USW researchers develop AI tool to transform wheelchair component identification

University of South Wales (USW) researchers are developing an innovative AI-driven software tool which could transform how individual machine components are identified and documented.

Working in collaboration with Cardiff and Vale University Health Board’s Rehabilitation Engineering Unit, the tool is specifically designed to identify parts of wheelchairs.

The AI-based object detection system can automatically recognise and catalogue various wheelchair components from images, including frames, wheels, footrests, cushions, brakes, and more.

Janusz Kulon, Professor of Biomedical Engineering and Applied Artificial Intelligence at USW and Principal Investigator, said the project could lead to major savings for the health service and beyond.

“With approximately 27,000 parts and around £1m worth of stock per typical posture and mobility service spread across numerous supplier catalogues, this tool’s ability to streamline identification is invaluable,” Professor Kulon said

“This is the first AI system of its kind, built on a bespoke dataset of wheelchair components that previously didn’t exist.

“To train the model, we captured thousands of video frames showing individual parts. Each image was manually labelled — a laborious but essential step — to ensure the model could accurately distinguish visually similar components under different lighting, angles, and conditions.

“The tool aims to eliminate one of the most time-consuming and error-prone tasks in posture and mobility services: the manual documentation and sourcing of wheelchair parts.”

Professor Colin Gibson, Head of the Rehabilitation Engineering Unit at Cardiff and Vale University Health Board CVUHB, highlighted the real-world challenges the tool addresses.

“Identifying the correct wheelchair component can be surprisingly complex and time-consuming,” he said.

“We manage a caseload of thousands of users across South Wales. Every wheelchair is unique — often custom-built — with many interchangeable parts from multiple suppliers.

“Often, parts must be matched by eye, cross-referenced against large paper catalogues, or tracked via serial numbers.
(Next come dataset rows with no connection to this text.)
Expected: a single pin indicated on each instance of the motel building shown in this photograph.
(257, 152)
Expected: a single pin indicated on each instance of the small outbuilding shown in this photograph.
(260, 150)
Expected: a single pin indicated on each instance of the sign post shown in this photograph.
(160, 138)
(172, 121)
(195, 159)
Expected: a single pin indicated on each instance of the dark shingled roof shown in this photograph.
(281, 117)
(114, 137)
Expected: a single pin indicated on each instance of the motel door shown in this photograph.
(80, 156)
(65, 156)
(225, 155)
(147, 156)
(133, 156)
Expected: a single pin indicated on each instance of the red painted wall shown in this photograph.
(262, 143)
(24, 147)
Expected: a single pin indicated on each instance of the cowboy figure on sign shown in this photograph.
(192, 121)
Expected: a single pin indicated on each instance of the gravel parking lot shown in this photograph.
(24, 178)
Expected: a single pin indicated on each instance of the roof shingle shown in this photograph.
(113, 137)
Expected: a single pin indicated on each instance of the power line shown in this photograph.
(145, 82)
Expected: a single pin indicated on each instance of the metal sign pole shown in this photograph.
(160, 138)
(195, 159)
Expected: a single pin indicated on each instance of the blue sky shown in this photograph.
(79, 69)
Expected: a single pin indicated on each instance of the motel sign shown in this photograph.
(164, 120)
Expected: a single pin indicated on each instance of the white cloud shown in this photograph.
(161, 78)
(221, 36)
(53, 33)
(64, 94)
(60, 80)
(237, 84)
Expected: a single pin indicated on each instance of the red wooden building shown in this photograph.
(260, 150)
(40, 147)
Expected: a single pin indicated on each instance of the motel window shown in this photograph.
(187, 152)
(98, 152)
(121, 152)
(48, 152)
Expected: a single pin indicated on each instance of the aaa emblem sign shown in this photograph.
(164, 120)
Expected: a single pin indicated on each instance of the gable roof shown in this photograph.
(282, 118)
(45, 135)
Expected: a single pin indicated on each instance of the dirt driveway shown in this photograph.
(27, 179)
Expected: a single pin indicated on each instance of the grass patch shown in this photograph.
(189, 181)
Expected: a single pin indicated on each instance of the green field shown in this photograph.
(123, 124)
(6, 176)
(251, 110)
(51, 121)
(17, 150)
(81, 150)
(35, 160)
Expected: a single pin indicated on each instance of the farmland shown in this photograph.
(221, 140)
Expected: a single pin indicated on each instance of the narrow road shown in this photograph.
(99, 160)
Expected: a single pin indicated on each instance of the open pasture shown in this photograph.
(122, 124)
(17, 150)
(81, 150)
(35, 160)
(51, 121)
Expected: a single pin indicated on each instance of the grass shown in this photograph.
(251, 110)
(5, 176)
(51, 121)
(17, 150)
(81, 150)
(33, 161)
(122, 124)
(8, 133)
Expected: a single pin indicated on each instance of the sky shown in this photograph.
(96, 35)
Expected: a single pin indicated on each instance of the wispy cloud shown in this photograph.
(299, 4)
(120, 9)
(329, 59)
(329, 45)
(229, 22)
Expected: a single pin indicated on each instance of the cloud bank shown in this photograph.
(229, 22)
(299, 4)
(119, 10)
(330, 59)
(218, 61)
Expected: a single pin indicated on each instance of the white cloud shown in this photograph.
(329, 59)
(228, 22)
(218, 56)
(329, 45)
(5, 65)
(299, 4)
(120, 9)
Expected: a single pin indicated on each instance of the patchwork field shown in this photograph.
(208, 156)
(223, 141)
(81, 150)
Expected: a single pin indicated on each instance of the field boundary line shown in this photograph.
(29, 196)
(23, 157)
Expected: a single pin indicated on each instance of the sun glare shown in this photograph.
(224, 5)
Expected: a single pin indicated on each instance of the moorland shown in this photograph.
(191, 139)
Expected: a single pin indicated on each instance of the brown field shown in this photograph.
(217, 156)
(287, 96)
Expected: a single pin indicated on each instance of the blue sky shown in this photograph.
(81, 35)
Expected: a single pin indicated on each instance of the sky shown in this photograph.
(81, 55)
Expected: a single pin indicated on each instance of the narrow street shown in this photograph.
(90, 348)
This becomes especially problematic during urgent repairs or replacements.”

Professor Gibson added that the AI tool developed by USW researchers promises to significantly reduce that burden.

“Clinicians can visually capture a component using a mobile device (either directly or having received an image forwarded by a service user at a remote location) and instantly receive its identification, specifications, and location,” he said.
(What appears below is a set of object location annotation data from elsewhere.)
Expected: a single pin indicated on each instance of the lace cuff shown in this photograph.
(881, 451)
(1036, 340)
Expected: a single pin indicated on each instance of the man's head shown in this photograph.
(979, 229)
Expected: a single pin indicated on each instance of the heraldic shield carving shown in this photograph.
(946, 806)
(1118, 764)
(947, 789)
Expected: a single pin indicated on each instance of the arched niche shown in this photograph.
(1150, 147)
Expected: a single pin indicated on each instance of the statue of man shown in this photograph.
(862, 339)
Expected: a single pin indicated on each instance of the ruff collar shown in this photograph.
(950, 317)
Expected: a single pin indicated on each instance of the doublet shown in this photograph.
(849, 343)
“This capability can dramatically reduce repair times and improve service delivery, particularly for users in rural or low-access areas.”

Professor Kulon noted that the proof of concept — which demonstrated high performance in part identification — has already been successfully showcased.
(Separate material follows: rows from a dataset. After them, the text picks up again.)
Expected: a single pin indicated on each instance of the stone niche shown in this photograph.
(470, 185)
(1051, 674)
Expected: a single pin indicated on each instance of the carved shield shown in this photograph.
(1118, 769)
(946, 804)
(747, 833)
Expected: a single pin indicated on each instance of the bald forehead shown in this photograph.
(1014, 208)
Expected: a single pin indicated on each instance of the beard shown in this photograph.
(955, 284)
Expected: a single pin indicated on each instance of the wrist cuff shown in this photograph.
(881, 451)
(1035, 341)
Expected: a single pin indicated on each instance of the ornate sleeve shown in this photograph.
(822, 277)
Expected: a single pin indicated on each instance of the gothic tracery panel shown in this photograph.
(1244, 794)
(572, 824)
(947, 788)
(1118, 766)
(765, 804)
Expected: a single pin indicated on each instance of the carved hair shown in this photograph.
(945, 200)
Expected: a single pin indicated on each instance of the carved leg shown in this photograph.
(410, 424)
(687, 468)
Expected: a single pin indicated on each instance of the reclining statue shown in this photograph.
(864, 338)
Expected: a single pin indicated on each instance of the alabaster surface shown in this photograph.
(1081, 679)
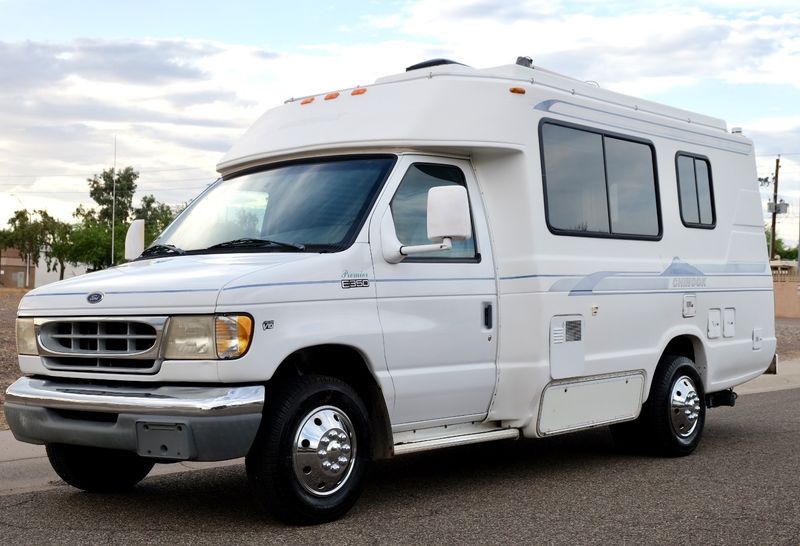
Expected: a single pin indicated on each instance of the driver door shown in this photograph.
(437, 309)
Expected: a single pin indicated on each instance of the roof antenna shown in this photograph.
(527, 62)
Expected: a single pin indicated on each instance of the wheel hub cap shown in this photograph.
(324, 451)
(685, 406)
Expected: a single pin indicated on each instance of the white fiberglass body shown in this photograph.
(529, 326)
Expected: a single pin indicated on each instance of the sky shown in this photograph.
(174, 83)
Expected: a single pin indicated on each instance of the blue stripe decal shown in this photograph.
(127, 292)
(450, 279)
(684, 291)
(286, 283)
(57, 294)
(167, 291)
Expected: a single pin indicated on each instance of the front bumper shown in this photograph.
(161, 422)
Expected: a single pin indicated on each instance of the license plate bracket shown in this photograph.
(159, 440)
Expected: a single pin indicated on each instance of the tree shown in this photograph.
(57, 236)
(5, 242)
(90, 239)
(781, 250)
(90, 242)
(101, 190)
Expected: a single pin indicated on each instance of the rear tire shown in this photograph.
(97, 470)
(310, 459)
(672, 420)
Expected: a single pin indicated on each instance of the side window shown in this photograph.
(598, 184)
(695, 192)
(410, 209)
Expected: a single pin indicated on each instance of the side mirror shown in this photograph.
(448, 220)
(448, 213)
(134, 240)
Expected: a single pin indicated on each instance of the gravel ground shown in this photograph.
(788, 331)
(9, 299)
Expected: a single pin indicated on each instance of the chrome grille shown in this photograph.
(101, 344)
(98, 337)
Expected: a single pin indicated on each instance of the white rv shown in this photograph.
(445, 257)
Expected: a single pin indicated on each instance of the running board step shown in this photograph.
(466, 439)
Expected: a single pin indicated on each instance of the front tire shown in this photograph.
(310, 459)
(97, 470)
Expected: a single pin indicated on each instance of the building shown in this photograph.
(13, 269)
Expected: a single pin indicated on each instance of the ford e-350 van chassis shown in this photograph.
(445, 257)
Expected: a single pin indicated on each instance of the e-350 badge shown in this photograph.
(357, 279)
(355, 283)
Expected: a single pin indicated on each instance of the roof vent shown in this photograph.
(430, 63)
(527, 62)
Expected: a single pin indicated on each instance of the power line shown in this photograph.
(138, 188)
(71, 192)
(35, 175)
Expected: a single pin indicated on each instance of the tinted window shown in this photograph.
(576, 188)
(410, 208)
(631, 197)
(695, 191)
(319, 203)
(599, 184)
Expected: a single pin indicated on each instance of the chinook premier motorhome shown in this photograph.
(444, 257)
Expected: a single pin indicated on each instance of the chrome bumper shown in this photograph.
(142, 400)
(167, 423)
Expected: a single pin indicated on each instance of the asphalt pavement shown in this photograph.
(741, 486)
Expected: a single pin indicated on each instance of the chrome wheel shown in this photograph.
(324, 451)
(684, 406)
“Our next steps involve expanding the dataset and retraining the model for broader deployment,” he said.

“It’s not just about automation. It’s about accuracy, speed, and improving clinical outcomes. Quickly and correctly identifying parts reduces human error, streamlines the prescription and repair process, and frees up clinicians to spend more time with patients.

“We are also actively seeking further innovation funding to scale up the project and bring even greater efficiency to wheelchair component management.”